Publication | Closed Access
Socially CompliAnt Navigation Dataset (SCAND): A Large-Scale Dataset of Demonstrations for Social Navigation
94
Citations
35
References
2022
Year
Social navigation enables autonomous agents to move safely among humans, and its importance has risen with the deployment of mobile robots in public and domestic settings, yet progress is limited by a shortage of large‑scale, real‑world demonstration data. This work introduces SCAND, a large‑scale first‑person‑view dataset of socially compliant navigation demonstrations, to facilitate imitation learning for socially aware robot navigation. SCAND comprises 8.7 h of 138 trajectories covering 25 mi of multi‑modal data (lidar, joystick, odometry, vision, inertial) collected on Boston Dynamics Spot and Clearpath Jackal by four human operators in indoor and outdoor environments, and is validated through real‑world robot experiments. Policies trained via imitation learning on SCAND were shown to exhibit socially compliant behaviors in real‑world robot trials.
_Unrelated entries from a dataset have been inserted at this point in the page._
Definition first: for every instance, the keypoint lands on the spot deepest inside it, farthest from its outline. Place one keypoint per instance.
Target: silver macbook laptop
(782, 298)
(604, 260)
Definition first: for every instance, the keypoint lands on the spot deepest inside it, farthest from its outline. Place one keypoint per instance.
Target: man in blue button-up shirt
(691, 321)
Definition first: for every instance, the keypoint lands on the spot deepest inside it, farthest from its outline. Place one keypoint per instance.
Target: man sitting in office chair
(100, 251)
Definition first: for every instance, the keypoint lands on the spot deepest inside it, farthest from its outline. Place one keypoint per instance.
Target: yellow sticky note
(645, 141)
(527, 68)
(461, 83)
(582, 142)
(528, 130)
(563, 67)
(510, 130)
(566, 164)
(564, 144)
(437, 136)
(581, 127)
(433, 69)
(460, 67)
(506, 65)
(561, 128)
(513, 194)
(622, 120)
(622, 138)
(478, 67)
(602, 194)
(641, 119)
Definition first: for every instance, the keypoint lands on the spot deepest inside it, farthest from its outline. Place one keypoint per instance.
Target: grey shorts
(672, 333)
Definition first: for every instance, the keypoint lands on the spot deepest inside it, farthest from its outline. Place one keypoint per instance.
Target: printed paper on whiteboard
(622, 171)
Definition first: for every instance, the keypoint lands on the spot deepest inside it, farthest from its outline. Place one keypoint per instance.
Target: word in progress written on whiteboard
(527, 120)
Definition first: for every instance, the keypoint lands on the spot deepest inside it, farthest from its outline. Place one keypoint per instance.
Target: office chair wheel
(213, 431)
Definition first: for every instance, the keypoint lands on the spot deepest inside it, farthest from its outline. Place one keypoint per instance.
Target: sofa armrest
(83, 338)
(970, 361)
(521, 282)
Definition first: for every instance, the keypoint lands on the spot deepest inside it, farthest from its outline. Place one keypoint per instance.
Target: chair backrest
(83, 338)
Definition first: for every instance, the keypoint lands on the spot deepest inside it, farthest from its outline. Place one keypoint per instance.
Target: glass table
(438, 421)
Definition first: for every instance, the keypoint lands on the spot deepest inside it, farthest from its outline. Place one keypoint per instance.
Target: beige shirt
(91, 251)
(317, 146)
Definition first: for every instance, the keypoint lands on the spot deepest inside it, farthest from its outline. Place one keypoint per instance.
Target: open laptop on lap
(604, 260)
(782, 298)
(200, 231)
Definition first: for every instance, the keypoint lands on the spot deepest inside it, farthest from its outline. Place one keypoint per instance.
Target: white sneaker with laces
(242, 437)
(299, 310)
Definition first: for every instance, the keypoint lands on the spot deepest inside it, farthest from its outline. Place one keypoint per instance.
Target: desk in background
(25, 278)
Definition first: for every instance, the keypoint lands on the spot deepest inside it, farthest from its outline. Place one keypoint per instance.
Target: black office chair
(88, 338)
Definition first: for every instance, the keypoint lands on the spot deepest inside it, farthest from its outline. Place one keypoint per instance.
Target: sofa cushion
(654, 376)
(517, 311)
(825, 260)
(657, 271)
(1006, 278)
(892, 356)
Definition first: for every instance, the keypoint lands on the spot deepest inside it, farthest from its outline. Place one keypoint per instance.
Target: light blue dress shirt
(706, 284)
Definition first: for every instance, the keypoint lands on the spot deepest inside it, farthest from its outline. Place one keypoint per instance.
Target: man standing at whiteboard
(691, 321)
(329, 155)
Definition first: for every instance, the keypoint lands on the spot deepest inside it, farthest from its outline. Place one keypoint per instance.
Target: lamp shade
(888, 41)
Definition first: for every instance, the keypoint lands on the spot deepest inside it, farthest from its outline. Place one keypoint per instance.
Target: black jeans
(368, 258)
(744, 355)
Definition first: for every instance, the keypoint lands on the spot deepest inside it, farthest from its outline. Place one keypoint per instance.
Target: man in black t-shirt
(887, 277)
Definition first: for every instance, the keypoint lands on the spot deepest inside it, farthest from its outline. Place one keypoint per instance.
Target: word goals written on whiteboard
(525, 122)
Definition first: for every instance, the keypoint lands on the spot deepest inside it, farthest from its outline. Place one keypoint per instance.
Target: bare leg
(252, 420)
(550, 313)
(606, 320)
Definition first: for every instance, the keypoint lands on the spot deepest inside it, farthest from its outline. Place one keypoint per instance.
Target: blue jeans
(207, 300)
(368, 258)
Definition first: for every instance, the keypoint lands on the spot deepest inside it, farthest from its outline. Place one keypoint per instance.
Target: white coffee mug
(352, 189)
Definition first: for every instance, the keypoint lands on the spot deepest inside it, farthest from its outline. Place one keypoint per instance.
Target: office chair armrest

Social navigation is the capability of an autonomous agent, such as a robot, to navigate in a "socially compliant" manner in the presence of other intelligent agents such as humans. With the emergence of autonomously navigating mobile robots in human-populated environments (e.g., domestic service robots in homes and restaurants and food delivery robots on public sidewalks), incorporating socially compliant navigation behaviors on these robots becomes critical to ensuring safe and comfortable human-robot coexistence. To address this challenge, imitation learning is a promising framework, since it is easier for humans to demonstrate the task of social navigation rather than to formulate reward functions that accurately capture the complex multi-objective setting of social navigation. The use of imitation learning and inverse reinforcement learning to social navigation for mobile robots, however, is currently hindered by a lack of large-scale datasets that capture socially compliant robot navigation demonstrations in the wild. To fill this gap, we introduce Socially CompliAnt Navigation Dataset ( SCAND )–a large-scale, first-person-view dataset of socially compliant navigation demonstrations. Our dataset contains 8.7 hours, 138 trajectories, 25 miles of socially compliant, human tele-operated driving demonstrations that comprises multi-modal data streams including 3D lidar, joystick commands, odometry, visual and inertial information, collected on two morphologically different mobile robots–a Boston Dynamics Spot and a Clearpath Jackal–by four different human demonstrators in both indoor and outdoor environments. We additionally perform preliminary analysis and validation through real-world robot experiments and show that navigation policies learned by imitation learning on SCAND generate socially compliant behaviors.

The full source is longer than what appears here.